Der Druck dieser Schleifer ist ganz beachtlich, und da er außen am Rad wirkt, sorgt er für eine ganz erhebliche Reibung. Das ist ganz besonders bei Waggon–Modellen unerwünscht. Die angebotenen Radsätze mit Kugellagerung und integrierter Stromabnahme sind aber nicht nur teuer, sondern durch die Vierkant–Achsen auch unschön.

Die Lösung kann eventuell darin bestehen, den Schleiferpunkt zur Achse hin zu verlagern. Dort wird innen isoliert ein dünner Ring angebracht, der mit der Lauffläche über einen Draht hinter einer Speiche elektrisch verbunden wird. Die Abbildungen zeigen das Prinzip.

Ob und wie sich diese Technik bei Triebfahrzeugen anwenden lässt, hängt vom jeweiligen Modell ab. Dass es geht, ist bewiesen (siehe zweites Bild).

Das zweite Problem - schlechte Übertragung des Stroms - tritt gleich an mehreren Stellen auf: Bei verschmutzten Schienen und / oder Rädern und an jedem mechanischen Kontakt (beispielsweise den Radschleifern). Gegen die Verschmutzung hilft nur Putzen. Vernickeltes Gleis und Edelstahl–Gleis ist weniger anfällig, Neusilber trotz der schlechten Leitfähigkeit schon deutlich besser als Messing. Die Vermeidung von Kunststoff–Radsätzen an Waggons hilft auch.

Bei den mechanischen Kontakten, vor allem Radschleifern, sollten Sie möglichst Gold verwenden. Seine Leitfähigkeit ist gut, vor allem aber die Korrosions– und Abbrand–Festigkeit. Sie sollten nicht gleich entsetzt aufschreien. Für ein kleines Plättchen Gold, aus dem Sie etliche Kontakte anfertigen können, muss kein Vermögen bezahlt werden.

Solche Goldplättchen können Sie beispielsweise auf Drahtenden auflöten und als Radschleifer verwenden.

 

Problem Höchstgeschwindigkeit

Was bei gestandenen Modellbahnern Entzücken hervorruft, löst bei kleinen Kindern oft Verwunderung oder gar Enttäuschung aus: eine dem Vorbild entsprechende Höchstgeschwindigkeit von Triebfahrzeugen.

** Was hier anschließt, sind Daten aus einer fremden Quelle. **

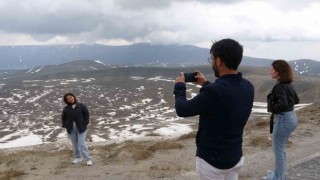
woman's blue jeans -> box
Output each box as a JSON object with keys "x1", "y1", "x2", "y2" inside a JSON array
[
  {"x1": 267, "y1": 111, "x2": 298, "y2": 180},
  {"x1": 68, "y1": 126, "x2": 91, "y2": 161}
]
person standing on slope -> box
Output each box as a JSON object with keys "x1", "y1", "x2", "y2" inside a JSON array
[
  {"x1": 264, "y1": 60, "x2": 299, "y2": 180},
  {"x1": 61, "y1": 93, "x2": 92, "y2": 166},
  {"x1": 174, "y1": 39, "x2": 254, "y2": 180}
]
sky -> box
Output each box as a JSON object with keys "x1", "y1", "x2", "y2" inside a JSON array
[{"x1": 0, "y1": 0, "x2": 320, "y2": 61}]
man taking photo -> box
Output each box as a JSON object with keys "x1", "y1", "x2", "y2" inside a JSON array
[{"x1": 174, "y1": 39, "x2": 254, "y2": 180}]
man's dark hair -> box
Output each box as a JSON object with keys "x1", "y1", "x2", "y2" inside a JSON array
[
  {"x1": 63, "y1": 93, "x2": 77, "y2": 105},
  {"x1": 210, "y1": 39, "x2": 243, "y2": 70}
]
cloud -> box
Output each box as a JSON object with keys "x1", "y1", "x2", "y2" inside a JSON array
[{"x1": 0, "y1": 0, "x2": 320, "y2": 59}]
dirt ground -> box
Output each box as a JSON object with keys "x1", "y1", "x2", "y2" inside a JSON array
[{"x1": 0, "y1": 107, "x2": 320, "y2": 180}]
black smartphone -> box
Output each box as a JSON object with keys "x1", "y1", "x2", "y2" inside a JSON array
[{"x1": 184, "y1": 72, "x2": 198, "y2": 82}]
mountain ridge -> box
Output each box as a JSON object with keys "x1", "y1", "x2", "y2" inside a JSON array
[{"x1": 0, "y1": 43, "x2": 320, "y2": 75}]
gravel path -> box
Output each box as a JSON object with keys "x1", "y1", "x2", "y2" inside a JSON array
[{"x1": 288, "y1": 153, "x2": 320, "y2": 180}]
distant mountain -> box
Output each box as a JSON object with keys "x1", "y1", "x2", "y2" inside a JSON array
[{"x1": 0, "y1": 43, "x2": 320, "y2": 75}]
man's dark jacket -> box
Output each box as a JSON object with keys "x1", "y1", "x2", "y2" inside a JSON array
[
  {"x1": 61, "y1": 103, "x2": 89, "y2": 134},
  {"x1": 174, "y1": 73, "x2": 254, "y2": 169}
]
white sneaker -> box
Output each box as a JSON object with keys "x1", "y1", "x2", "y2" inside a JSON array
[
  {"x1": 87, "y1": 160, "x2": 92, "y2": 166},
  {"x1": 72, "y1": 158, "x2": 82, "y2": 164}
]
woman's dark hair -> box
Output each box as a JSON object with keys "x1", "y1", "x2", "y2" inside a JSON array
[
  {"x1": 210, "y1": 39, "x2": 243, "y2": 70},
  {"x1": 63, "y1": 93, "x2": 77, "y2": 105},
  {"x1": 272, "y1": 59, "x2": 293, "y2": 83}
]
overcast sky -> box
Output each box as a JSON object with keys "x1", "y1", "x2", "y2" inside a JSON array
[{"x1": 0, "y1": 0, "x2": 320, "y2": 61}]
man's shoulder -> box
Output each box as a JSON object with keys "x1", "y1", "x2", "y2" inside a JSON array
[{"x1": 77, "y1": 103, "x2": 86, "y2": 108}]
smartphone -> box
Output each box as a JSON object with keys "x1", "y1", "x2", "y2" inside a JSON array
[{"x1": 184, "y1": 72, "x2": 198, "y2": 82}]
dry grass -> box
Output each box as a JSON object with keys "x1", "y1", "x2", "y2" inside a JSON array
[
  {"x1": 0, "y1": 169, "x2": 25, "y2": 180},
  {"x1": 99, "y1": 140, "x2": 184, "y2": 164},
  {"x1": 178, "y1": 131, "x2": 197, "y2": 141},
  {"x1": 148, "y1": 140, "x2": 184, "y2": 152},
  {"x1": 148, "y1": 164, "x2": 181, "y2": 179}
]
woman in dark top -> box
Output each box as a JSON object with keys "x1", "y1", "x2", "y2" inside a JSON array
[
  {"x1": 61, "y1": 93, "x2": 92, "y2": 166},
  {"x1": 265, "y1": 60, "x2": 299, "y2": 180}
]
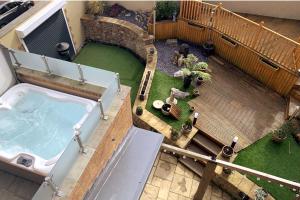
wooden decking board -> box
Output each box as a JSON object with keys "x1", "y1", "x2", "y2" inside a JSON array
[
  {"x1": 189, "y1": 59, "x2": 286, "y2": 151},
  {"x1": 193, "y1": 134, "x2": 221, "y2": 156},
  {"x1": 178, "y1": 158, "x2": 204, "y2": 177}
]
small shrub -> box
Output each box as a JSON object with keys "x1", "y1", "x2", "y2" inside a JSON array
[
  {"x1": 135, "y1": 106, "x2": 143, "y2": 116},
  {"x1": 184, "y1": 119, "x2": 193, "y2": 128},
  {"x1": 171, "y1": 128, "x2": 180, "y2": 141},
  {"x1": 86, "y1": 1, "x2": 105, "y2": 16},
  {"x1": 156, "y1": 1, "x2": 179, "y2": 21}
]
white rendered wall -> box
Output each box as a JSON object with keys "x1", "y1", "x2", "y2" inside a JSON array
[
  {"x1": 108, "y1": 0, "x2": 155, "y2": 11},
  {"x1": 0, "y1": 49, "x2": 15, "y2": 96}
]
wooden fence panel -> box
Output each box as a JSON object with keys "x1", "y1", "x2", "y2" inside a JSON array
[{"x1": 180, "y1": 1, "x2": 300, "y2": 72}]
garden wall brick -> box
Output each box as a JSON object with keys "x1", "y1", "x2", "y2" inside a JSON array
[{"x1": 81, "y1": 16, "x2": 153, "y2": 60}]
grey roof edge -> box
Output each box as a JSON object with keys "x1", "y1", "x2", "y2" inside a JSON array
[{"x1": 84, "y1": 126, "x2": 164, "y2": 200}]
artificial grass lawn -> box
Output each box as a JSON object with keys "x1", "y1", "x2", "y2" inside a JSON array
[
  {"x1": 74, "y1": 43, "x2": 145, "y2": 104},
  {"x1": 146, "y1": 70, "x2": 193, "y2": 131},
  {"x1": 234, "y1": 134, "x2": 300, "y2": 200}
]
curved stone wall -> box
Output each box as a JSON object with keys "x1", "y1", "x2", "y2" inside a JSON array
[{"x1": 81, "y1": 16, "x2": 153, "y2": 60}]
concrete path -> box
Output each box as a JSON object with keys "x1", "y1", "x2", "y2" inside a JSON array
[{"x1": 140, "y1": 153, "x2": 231, "y2": 200}]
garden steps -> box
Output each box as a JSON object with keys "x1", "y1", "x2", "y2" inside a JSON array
[
  {"x1": 186, "y1": 142, "x2": 211, "y2": 165},
  {"x1": 193, "y1": 133, "x2": 222, "y2": 156}
]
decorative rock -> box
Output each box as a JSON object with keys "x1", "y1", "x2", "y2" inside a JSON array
[
  {"x1": 166, "y1": 39, "x2": 177, "y2": 46},
  {"x1": 177, "y1": 55, "x2": 184, "y2": 67},
  {"x1": 173, "y1": 70, "x2": 183, "y2": 77},
  {"x1": 171, "y1": 88, "x2": 190, "y2": 99},
  {"x1": 179, "y1": 43, "x2": 190, "y2": 58}
]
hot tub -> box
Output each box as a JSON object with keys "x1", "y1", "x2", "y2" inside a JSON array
[{"x1": 0, "y1": 83, "x2": 98, "y2": 176}]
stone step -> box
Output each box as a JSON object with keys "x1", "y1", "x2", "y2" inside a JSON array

In den kleineren Nenngrößen, beispielsweise H0, hat sich in den vergangenen Jahren in diesem Punkt viel getan. Die umgerechnete Höchstgeschwindigkeit des Originals wird im Modell meist nur wenig überschritten.

Bei viel zu schnellen Modellen hilft die weise Beschränkung auf einen Teilbereich des Fahrtreglers. Das bleibt eine Beschränkung, weil zum einen die meisten Motoren bei geringerer Spannung auch nur geringere Ströme ziehen (das gilt also nicht bei einem Betrieb mit Impulsbreitenmodulation) und weil der Regelbereich dadurch unnötig eingeschränkt wird.

Besser ist eine richtige Getriebe–Abstufung. Die lässt sich aber bei Original–Modellen von LGB® nur schwer nachrüsten. In der Regel wird ein Fahrwerks–Neubau unumgänglich sein. Hilfen zur Berechnung gibt bei der Modellbau–Seite zum Thema „Antriebe für Modell–Lokomotiven”.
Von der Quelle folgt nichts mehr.